Image 4: View of the exhibition room with objects in curtained vitrines and interactive explanations © Tomás Bartoletti / Natural History Museum of Neuchâtel (MHNN)
By putting “nature” in the plural, the curators of Naming Natures aim to demystify the figure of the naturalist and deconstruct his role in collecting as well as naming so-called “unknown” nature. While the exhibition does not propose renaming the animals or abandoning the study of naturalists like Johann Jakob von Tschudi, it encourages a more critical awareness of the collaborations, illegitimate practices, and power imbalances that shaped the expeditions, particularly the asymmetries between Indigenous knowledge systems and dominant Western science. This art–science exhibition offers a convincing contribution to public discourse on the conflicted histories of natural history museums and the processes behind the construction of scientific collections. Through innovative approaches to postcolonial museography, Naming Natures invites reflection on processes of knowledge formation and the need to integrate Indigenous perspectives into our understanding of nature.
Notes
1 Humboldt Forum: «Kolonialismus und Kolonialität» Berlin, https://www.humboldtforum.org/en/colonialism-and-coloniality/. Schweizerisches Nationalmuseum: «kolonial. Globale Verflechtungen der Schweiz», Zürich 13.09.2024–19.01.2025, provides a line-up of current and past exhibitions in Switzerland, see https://www.landesmuseum.ch/kolonial#andere-ausstellungen.

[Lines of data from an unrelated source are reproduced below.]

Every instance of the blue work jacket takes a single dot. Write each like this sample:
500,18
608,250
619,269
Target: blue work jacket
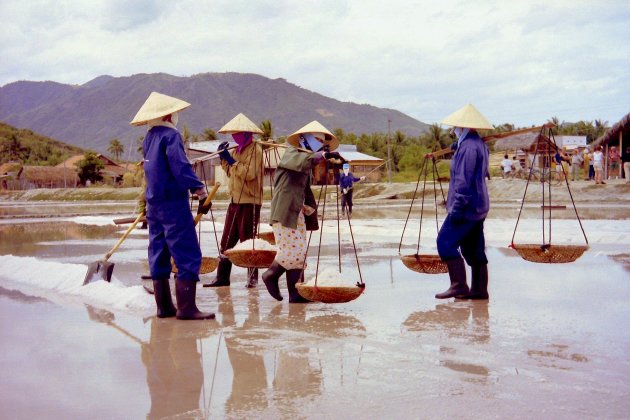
169,174
468,193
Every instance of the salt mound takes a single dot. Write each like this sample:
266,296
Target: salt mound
257,244
330,277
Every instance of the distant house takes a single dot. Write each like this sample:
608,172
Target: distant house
211,171
531,147
619,136
15,176
112,171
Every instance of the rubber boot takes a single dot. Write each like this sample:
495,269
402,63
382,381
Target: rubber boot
163,299
293,277
252,278
186,293
223,273
457,274
271,277
479,283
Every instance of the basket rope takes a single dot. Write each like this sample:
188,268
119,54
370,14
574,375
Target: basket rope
551,144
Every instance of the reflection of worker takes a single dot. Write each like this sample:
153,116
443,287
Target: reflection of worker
172,361
249,383
293,207
467,205
346,183
170,179
174,368
467,321
245,172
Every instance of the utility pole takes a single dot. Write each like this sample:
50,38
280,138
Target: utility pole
389,152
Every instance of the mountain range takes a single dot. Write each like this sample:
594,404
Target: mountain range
92,114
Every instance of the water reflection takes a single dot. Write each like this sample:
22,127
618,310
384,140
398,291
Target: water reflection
459,320
249,382
173,361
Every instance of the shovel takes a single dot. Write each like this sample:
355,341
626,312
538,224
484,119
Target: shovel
103,269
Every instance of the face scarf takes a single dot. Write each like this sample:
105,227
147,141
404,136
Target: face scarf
309,142
242,139
461,133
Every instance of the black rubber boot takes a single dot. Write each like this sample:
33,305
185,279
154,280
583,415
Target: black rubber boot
293,277
457,274
252,278
223,273
163,299
271,277
186,293
479,283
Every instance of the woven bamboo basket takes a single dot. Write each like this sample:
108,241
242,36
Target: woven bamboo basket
427,264
267,236
551,254
208,265
251,258
330,294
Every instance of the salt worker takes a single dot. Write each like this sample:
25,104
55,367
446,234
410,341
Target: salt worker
467,205
170,180
293,205
244,169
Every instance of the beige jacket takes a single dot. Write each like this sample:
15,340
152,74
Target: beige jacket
246,175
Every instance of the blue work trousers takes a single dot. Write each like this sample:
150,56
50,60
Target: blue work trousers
464,235
172,234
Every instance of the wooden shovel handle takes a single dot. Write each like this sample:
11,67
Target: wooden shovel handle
133,225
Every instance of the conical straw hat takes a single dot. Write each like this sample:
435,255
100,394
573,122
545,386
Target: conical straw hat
316,128
240,124
158,105
468,117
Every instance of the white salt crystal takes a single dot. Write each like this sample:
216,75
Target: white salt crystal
257,244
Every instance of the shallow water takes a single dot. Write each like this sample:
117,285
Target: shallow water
548,343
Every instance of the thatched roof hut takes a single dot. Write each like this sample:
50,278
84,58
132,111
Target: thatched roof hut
617,135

2 Mark Thurner and Jorge Cañizares-Esguerra. “Introduction: Under Humboldt’s Footsteps,” in: Mark Thurner and Jorge Cañizares-Esguerra (eds.), The Invention of Humboldt: On the Geopolitics of Knowledge, London 2023, p. 1–13, here p. 4. Tomás Bartoletti. “Hunting and Masculine Knowledge: A Swiss Naturalist in South America and the Coloniality of Nineteenth-Century Science”, in Isis 115:4 (2024), 776–798.